The Toton line serves a number of extremely important locations and very heavy traffic has already emerged.    The first section of the route from Nottingham station is shared with the Clifton South route but soon branches off towards the west serving the Ng2 technical centre before crossing above the Nottingham – Derby main railway line and after serving the houses around Gregory Street reaches the most important stop on the line at the Queen’s Medical Centre.   Here the line runs on an elevated structure and the side platforms are surrounded by hospital buildings.   No other light rail station in the UK gets so close to a major hospital.      The elevated structure continues taking the line over a busy dual carriageway road before returning to ground level and the two stops that serve the University of Nottingham.     A crossover at the second stop allows short workings to turn back.    Most of the remainder of the route serves housing – first the area around Beeston Centre where the side platforms are widely separated by space for other road traffic.    This serves a local shopping centre and bus interchange.   The heavy rail station at Beeston lies a few hundred yards away to the south and it has not been possible to make an interchange here.    The Chilwell Road stop is unremarkable but the next calling point at High Road, Central College, serves a large College of Further Education a little to the north.    Soon the right of way swings away from the road to enter ballasted track that continues all the way to the terminus at Toton Lane – five stops after High Road.     The terminus is a little beyond the housing and is effectively surrounded by the 1300 space car park.    There are two side platforms with a café outlet similar to the one a Clifton South.    This is unlikely to be the long-term terminus since if HS2 is built the line will continue half a mile to interchange with the high-speed station.   The area a few hundred yards from the Toton Lane terminus is quite densely populated with the large town of Stapleford a little to the north and the extensive communities of Long Eaton and Stapleford ahead or to the south west.   Connecting bus services link these towns with the new tramway.

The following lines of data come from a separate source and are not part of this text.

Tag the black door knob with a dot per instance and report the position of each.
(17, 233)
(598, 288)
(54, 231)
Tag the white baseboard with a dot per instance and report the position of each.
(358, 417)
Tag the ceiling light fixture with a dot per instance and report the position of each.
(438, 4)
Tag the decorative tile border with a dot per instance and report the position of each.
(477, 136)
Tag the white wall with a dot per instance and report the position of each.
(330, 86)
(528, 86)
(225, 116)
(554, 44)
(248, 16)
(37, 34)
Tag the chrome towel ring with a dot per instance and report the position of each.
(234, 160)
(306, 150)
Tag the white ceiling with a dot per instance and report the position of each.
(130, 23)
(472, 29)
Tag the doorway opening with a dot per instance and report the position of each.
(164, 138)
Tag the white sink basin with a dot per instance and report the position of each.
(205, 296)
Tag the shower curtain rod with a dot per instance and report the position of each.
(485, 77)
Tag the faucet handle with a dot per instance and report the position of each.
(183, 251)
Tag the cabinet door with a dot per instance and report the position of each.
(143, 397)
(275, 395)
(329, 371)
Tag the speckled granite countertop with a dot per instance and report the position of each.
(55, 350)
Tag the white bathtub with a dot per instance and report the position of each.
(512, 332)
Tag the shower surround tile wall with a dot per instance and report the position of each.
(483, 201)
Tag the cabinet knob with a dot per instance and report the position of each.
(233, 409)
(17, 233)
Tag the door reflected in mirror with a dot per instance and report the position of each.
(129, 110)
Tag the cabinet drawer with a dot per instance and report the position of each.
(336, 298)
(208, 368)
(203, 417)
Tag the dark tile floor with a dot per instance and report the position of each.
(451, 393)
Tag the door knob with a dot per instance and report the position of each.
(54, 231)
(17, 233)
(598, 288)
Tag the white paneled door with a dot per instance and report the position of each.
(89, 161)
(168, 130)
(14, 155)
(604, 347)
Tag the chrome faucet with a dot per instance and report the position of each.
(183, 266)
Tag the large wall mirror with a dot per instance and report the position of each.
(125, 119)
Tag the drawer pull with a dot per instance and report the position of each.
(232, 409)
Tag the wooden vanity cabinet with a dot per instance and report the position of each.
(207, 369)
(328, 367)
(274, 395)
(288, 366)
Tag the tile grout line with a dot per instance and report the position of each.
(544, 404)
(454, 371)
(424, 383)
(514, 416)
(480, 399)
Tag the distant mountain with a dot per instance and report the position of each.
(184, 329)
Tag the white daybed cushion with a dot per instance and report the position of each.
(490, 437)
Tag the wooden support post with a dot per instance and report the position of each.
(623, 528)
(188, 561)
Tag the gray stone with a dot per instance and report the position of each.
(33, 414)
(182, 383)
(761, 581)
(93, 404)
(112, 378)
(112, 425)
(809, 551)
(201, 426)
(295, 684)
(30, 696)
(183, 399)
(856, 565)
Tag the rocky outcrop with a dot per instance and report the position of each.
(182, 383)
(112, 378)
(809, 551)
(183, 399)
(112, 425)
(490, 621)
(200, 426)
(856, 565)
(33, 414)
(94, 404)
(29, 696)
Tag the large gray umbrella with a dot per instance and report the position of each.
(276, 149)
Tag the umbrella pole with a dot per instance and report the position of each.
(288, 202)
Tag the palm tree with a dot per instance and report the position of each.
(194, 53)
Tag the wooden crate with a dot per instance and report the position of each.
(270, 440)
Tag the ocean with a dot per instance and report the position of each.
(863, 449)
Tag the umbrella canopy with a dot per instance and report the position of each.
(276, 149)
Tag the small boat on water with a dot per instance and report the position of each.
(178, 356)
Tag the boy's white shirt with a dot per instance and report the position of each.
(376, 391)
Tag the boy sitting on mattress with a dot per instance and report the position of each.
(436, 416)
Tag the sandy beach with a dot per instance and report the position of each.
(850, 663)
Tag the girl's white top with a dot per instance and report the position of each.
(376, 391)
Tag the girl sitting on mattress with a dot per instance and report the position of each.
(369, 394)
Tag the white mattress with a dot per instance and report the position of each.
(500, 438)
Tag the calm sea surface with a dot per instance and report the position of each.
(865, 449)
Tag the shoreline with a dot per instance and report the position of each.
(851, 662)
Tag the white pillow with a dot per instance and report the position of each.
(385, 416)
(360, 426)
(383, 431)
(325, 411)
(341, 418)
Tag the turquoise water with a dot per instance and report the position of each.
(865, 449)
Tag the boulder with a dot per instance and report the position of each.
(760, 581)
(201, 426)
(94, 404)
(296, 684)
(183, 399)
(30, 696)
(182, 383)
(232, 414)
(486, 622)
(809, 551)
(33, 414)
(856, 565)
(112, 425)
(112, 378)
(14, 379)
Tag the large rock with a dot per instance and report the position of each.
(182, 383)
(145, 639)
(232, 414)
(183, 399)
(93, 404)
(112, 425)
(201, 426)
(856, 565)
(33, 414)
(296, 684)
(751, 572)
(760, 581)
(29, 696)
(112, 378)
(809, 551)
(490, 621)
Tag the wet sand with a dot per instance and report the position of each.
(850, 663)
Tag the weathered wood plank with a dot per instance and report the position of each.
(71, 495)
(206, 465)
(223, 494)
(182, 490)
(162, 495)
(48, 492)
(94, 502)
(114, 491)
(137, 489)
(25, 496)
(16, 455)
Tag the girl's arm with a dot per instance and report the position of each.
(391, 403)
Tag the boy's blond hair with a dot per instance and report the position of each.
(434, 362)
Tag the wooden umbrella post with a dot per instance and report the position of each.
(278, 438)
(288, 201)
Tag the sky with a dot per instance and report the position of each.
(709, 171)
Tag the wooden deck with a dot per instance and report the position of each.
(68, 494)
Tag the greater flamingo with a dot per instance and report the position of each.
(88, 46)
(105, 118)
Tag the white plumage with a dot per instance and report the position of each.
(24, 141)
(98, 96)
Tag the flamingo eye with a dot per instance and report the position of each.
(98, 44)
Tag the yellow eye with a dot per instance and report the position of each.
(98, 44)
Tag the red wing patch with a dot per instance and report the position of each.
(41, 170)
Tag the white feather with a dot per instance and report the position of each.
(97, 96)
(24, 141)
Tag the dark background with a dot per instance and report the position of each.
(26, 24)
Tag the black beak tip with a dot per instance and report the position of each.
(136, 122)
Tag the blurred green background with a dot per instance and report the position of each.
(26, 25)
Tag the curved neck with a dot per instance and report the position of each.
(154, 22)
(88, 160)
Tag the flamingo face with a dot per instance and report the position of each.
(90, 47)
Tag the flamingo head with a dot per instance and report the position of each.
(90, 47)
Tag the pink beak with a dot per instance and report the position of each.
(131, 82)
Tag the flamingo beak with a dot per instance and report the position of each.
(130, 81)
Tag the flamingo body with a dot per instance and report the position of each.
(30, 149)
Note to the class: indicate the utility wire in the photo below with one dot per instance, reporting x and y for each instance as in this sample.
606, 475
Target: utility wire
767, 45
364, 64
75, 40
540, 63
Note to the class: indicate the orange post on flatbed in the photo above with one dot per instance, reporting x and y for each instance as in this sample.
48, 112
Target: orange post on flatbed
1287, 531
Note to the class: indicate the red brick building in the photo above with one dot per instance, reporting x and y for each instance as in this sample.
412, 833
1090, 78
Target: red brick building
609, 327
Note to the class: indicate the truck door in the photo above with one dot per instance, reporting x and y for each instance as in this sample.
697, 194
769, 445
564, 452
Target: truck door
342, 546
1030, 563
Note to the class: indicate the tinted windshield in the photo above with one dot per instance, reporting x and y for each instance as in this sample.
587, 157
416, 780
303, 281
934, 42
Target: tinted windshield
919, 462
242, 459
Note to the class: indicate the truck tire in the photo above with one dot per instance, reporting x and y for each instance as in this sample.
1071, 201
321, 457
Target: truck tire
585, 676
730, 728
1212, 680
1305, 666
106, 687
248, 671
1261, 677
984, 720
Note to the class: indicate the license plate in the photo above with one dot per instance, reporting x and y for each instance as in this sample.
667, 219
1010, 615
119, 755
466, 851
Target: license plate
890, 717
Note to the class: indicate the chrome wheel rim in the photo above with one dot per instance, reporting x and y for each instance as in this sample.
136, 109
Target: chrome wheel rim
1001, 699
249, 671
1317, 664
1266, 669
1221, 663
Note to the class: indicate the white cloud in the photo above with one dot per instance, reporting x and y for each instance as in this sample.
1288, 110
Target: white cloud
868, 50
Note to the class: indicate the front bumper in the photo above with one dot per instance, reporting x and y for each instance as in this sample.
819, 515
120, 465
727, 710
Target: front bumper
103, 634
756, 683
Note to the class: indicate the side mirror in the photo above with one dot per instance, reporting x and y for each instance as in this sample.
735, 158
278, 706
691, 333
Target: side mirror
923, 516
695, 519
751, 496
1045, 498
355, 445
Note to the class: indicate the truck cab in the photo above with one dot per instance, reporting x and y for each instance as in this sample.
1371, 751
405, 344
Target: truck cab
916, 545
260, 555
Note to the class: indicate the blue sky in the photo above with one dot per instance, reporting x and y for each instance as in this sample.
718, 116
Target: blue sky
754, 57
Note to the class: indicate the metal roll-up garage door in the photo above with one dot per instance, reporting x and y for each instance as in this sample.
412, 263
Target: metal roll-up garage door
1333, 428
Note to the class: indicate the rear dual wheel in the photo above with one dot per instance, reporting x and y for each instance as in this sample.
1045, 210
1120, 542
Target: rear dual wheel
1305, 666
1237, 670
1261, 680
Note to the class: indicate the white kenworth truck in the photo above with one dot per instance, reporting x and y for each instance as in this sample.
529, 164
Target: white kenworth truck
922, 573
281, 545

Much of Nottingham is now served by the modern tram routes and already in the southern suburbs road congestion seems to have eased.    It is very early days and many people were on holiday as the new routes opened but the initial signs are strongly favourable.     When Nottingham made its plans for a possible light rail system in the town, some suburban areas rejected any notion that they might be served by the new trams, citing problems when their roads were dug up when the tracks were laid  but now these same suburbs are shouting out for a new lines to serve their area.    Gedling, Porchester, and Arnold in the east could certainly benefit from a new tram route but funds are unlikely to be available in the near future.     The only extension that is likely to happen soon is from Phoenix Park 3 – 4 km onwards to Kimberley and later perhaps to Eastwood if present housing developments continue.